Branding Lessons from a Retail Legend

If you haven’t got a passion in your business, don’t do it Roger Saul

What are the building blocks for setting up an indie successfully? Retail journalist John Ryan picks his seven fundamental factors if you’re to stand a fighting chance.

Opening a shop is easy. You know your customers, you know what they want and you’re the person to bring the two parts of this equation together. All of this is probably the case for the great majority of wannabe independent retailers, so why do things go awry?

There are any number of reasons, but here are seven to remember.

1 LOCATION… are the ‘right’ shoppers in the area?

From the outset the single most important element is location. It’s common sense but surprising how frequently independent retailers overlook the basics. When looking at where to rent a unit don’t make assumptions about the local demographic.

Putting cans of car engine oil on the shelves of a store in an area with very low per capita car ownership is unlikely to reap ready rewards. Equally, when it comes to fashion, towns and districts that have a more mature population are not going to favour teenwear, for
example.

2 LOCATION… can you achieve standout, or will you be one of many?

And don’t forget to check out
the local competition. If there are three other shops like the one you are proposing, think again.

Research about an area can be as simple as having a coffee at different times of day in a local café a couple of times a week for several weeks. Do this and the chances are good that you’ll understand the shoppers in an area and whether they’ll want what you intend to offer.

3 LOCATION… cost v footfall

There is also the tension between rental cost and footfall. It’s an inconvenient truth that shops with the highest number of people passing in front of them will be the most costly from which to operate. Yet sometimes, and particularly if a retailer operates at the lower end of the price scale, it may be worth paying more in order to enjoy the shopper volume that will be required for the business to flourish.

4 SHOP SIZE… can you afford to have a meaningful offer in your chosen unit?

Another element is the size of unit. A large shop needs a certain minimum stock level if it is not to feel like a ballroom. Space in a store generally carries connotations of luxury, but too much space and it can feel as if a shop is under-stocked.

5 FIT-OUT… a good idea will always trump expensive shop equipment.

Once all the location boxes are ticked and stock can be afforded, what else is vital? The answer is ‘fit-out’.
Just buying a few fixtures and some second-hand mannequins may seem like the right thing, but unless all of the parts equate to a themed whole, then this is a dog that won’t bark.

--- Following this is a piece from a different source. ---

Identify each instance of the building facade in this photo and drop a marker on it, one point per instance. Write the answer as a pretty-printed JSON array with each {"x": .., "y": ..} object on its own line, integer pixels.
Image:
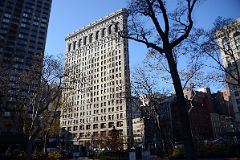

Sometimes rough and ready, when set against carefully crafted stock can make for an interesting juxtaposition. There’s more to store design and layout than just ensuring everything has a place – shoppers need to feel a sense of difference and that they are welcome – and don’t forget that lighting can be the difference between very good and less so.

Think of an in-store theme and run with it…

6 NAME YOUR SHOP… this is your brand.

Finally, time spent thinking about what your new venture might be called is essential. The name above a shop door is part of your brand and if this isn’t instantly recognisable, retail oblivion may await.